Web Server Cache Poisoning (CMS Made Simple) v1.x
Description
CMS Made Simple version 1.x contains a web cache poisoning vulnerability that allows remote unauthenticated attackers to inject malicious content into cached pages when Smarty Cache is enabled. By manipulating the Host HTTP header in requests, attackers can poison the server-side cache with attacker-controlled content. This vulnerability is exploitable when the web server hosts multiple domains and does not use the Host header for routing decisions, allowing arbitrary Host values to be processed and cached.
Remediation
Apply one of the following remediation steps:
1. Upgrade CMS Made Simple: Update to version 1.12.2 or later, which addresses this vulnerability.
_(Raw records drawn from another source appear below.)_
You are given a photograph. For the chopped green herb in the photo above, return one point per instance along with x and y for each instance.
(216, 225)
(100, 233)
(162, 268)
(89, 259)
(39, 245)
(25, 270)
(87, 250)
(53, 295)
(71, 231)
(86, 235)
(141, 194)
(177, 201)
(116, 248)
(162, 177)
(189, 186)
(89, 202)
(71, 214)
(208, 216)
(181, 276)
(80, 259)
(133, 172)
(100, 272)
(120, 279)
2. Disable Smarty Caching (temporary mitigation): Log into the CMS Made Simple admin panel, navigate to the caching configuration settings, and disable Smarty caching until the upgrade can be performed.
3. Web Server Configuration: Configure your web server to validate and restrict Host header values to only expected domain names. For Apache, use virtual host configurations with ServerName and ServerAlias directives. For Nginx, use server_name directives to explicitly define allowed hosts and reject requests with invalid Host headers.
Verify the fix by testing that requests with arbitrary Host header values are either rejected or do not affect cached content served to other users.